Enfin, elle allait être à lui comme elle l’avait toujours imaginé ; de la manière dont elle l’avait toujours désiré depuis que, toute jeune fille, elle avait découvert pourquoi les hommes et les femmes s’embrassaient.

Il pressa son bassin contre le sien afin de lui faire sentir l’effet que ses baisers produisaient sur lui. Enflammé par le souvenir de cette chair dure et palpitante qui l’avait pénétrée naguère, son corps répondit immédiatement. Elle voulait, une fois encore, se sentir possédée…

C’est alors que, d’une voix à peine voilée par le trouble, il reprit :

— Seuls mes yeux ont un problème. Le reste est en parfait état de marche, je vous le garantis. Une fois les chandelles éteintes, vous ne me trouverez pas différent des autres hommes.

« Pas différent des autres hommes » ? Mais pour elle, il n’y avait jamais eu d’autres hommes ! A en juger par son comportement lui, en revanche, avait déjà maintes fois vécu ce genre de situation avec d’autres femmes.

Tant de désinvolture de la part de son mari l’aida à reprendre ses esprits. Soudain consciente du lieu sordide où ils se trouvaient et de la raison qui l’y avait conduite, elle ouvrit les yeux.

Quelle idiote elle faisait ! Adrian s’était comporté de façon odieuse avec elle dès le jour même de leur mariage. Et maintenant, après simplement quelques baisers, elle allait tout oublier, prête à se faire trousser dans un couloir comme une vulgaire prostituée ?
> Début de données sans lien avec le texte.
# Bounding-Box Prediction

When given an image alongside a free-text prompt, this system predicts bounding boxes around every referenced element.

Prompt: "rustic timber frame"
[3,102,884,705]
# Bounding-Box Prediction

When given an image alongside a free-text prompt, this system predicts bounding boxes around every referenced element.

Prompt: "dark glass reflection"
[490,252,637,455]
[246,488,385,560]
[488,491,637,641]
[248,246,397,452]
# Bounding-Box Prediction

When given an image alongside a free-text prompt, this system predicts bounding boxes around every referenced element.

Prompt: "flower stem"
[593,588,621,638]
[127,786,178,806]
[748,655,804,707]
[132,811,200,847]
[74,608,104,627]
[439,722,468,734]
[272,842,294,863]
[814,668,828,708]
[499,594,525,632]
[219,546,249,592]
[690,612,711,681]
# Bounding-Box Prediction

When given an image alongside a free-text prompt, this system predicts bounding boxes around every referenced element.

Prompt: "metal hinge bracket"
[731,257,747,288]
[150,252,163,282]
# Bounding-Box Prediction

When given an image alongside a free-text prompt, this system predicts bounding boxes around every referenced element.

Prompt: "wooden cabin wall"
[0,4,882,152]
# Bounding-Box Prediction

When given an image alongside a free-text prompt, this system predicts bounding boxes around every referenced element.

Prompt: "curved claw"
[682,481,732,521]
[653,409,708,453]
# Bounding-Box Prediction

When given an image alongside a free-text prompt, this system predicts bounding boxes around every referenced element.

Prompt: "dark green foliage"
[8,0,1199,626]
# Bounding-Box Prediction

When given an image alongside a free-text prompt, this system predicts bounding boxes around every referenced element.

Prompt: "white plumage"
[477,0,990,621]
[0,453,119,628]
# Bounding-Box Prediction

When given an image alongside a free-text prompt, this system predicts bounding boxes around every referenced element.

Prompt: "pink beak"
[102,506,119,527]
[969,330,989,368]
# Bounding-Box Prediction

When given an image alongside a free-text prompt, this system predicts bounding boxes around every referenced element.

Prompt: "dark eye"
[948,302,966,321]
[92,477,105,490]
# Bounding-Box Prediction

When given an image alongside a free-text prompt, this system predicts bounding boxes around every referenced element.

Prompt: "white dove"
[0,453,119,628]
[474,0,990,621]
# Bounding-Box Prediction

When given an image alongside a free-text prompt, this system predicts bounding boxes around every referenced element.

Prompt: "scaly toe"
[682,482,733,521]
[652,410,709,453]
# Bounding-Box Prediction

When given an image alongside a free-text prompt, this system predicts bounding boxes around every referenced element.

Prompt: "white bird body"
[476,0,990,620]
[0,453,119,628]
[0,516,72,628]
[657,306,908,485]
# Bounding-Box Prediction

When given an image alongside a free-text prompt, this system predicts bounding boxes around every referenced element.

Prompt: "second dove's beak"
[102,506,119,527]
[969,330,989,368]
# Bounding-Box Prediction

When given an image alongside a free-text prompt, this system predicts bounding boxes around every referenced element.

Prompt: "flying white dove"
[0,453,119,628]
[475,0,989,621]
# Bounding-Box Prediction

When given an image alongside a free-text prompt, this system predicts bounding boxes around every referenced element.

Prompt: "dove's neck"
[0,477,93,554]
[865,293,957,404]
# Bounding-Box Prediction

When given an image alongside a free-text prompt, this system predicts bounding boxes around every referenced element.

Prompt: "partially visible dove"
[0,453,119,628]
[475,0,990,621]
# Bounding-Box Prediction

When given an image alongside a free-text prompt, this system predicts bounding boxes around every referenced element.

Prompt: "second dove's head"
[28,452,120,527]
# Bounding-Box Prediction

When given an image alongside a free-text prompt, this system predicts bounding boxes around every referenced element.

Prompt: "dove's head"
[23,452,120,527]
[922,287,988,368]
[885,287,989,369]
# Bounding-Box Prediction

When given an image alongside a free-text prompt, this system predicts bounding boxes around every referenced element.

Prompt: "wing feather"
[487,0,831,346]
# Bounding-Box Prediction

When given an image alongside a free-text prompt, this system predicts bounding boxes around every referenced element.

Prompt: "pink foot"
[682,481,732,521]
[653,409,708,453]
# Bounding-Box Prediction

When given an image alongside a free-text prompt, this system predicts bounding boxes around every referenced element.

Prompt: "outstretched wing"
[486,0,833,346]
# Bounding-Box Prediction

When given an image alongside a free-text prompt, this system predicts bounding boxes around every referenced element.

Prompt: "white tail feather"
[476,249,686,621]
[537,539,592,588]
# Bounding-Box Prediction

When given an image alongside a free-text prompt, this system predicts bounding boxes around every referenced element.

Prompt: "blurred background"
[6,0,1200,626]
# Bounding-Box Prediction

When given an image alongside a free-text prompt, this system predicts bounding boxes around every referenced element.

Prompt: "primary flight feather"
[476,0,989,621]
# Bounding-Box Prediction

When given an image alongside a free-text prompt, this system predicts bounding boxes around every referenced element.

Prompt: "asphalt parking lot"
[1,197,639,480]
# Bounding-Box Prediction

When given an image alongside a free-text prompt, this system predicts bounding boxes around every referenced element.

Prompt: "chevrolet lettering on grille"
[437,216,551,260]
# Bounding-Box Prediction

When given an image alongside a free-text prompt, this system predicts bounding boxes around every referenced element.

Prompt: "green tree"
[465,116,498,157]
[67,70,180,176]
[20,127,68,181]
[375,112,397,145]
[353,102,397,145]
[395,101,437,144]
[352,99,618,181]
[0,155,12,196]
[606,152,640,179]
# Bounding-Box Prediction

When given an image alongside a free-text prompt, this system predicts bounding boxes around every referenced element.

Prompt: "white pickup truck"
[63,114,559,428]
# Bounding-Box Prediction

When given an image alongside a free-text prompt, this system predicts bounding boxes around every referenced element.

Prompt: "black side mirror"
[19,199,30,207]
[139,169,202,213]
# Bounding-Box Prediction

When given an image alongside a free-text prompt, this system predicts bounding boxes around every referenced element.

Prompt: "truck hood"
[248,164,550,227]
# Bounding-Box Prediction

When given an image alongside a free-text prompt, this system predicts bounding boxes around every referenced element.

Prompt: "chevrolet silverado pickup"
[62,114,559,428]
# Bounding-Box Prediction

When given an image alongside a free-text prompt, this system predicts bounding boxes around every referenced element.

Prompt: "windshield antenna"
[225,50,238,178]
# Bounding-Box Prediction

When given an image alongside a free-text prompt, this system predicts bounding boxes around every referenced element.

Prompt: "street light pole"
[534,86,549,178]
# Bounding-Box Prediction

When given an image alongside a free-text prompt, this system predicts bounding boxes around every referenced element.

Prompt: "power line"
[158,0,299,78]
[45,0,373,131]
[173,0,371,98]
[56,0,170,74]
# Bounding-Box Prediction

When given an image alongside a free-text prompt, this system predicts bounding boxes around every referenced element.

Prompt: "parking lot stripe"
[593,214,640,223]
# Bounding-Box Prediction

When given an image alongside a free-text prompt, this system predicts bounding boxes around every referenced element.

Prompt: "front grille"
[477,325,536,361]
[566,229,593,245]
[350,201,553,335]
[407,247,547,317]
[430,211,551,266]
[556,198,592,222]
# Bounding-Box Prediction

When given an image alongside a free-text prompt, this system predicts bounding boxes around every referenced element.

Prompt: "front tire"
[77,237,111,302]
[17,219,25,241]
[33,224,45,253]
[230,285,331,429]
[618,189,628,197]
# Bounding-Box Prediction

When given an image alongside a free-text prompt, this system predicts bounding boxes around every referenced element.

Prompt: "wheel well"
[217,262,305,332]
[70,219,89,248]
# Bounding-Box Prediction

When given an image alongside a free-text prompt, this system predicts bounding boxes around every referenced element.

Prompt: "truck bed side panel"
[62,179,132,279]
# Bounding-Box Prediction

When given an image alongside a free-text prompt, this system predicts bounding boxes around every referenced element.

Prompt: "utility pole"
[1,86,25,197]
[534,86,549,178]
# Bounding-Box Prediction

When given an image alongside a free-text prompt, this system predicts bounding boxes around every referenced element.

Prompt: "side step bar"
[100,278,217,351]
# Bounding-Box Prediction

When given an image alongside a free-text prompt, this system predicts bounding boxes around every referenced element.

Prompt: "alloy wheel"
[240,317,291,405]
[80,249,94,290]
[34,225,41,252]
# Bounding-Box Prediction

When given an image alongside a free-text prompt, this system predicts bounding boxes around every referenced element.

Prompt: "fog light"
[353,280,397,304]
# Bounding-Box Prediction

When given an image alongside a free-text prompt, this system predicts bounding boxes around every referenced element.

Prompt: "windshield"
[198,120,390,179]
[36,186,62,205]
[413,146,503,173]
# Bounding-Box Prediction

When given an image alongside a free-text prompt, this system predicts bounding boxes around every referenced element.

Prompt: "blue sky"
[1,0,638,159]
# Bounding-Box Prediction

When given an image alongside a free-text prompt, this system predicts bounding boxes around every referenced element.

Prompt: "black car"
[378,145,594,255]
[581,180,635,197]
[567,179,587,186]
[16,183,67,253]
— Lâchez-moi immédiatement ! Otez vos sales pattes ou je hurle à briser les vitres ! s’exclama-t-elle en se débattant pour échapper à ce corps pressé contre le sien.

L’air perplexe, Adrian recula.

— Vraiment ? Tu es sûre ? J’ai une chambre, au bout du couloir. La porte ferme à clé et je suis le seul à l’avoir. Personne ne viendra nous déranger, rassure-toi.

Il la gratifia d’un sourire enjôleur.

— Je peux te donner la guinée promise, expliqua-t-il, comme si c’était la cause de son refus. Comme tu ne peux l’ignorer, j’ai gagné ce soir plus d’argent qu’il ne m’en faut. Je le sais, car j’arrive à distinguer les pièces les unes des autres ; elles n’ont pas le même poids, ni la même taille au toucher.

Sur ses mots, il se plaqua de nouveau contre elle. Comme elle ne protestait pas, il se remit à l’embrasser, effleurant son cou, descendant lentement vers sa poitrine.

— Je me suis laissé dire que ma cécité, en m’obligeant à utiliser d’autres sens, a fait de moi un amant particulièrement attentif, poursuivit-il en laissant son haleine chaude caresser la peau d’Emily. Je m’appuie beaucoup sur mon sens du toucher… et sur celui du goût…

Le bout de sa langue effleura son cou, comme s’il la goûtait.

Emily frissonna. Elle ressentit ce simple coup de langue au plus profond de son corps, et eut l’impression d’être embrassée dans un endroit secret et très inconvenant.

Mmm… Serait-il choqué, si elle suggérait une telle caresse ou s’agissait-il d’une pratique habituelle pour lui ? Quelqu’un l’avait assuré de ses talents d’amant, prétendait-il. Mais qui ?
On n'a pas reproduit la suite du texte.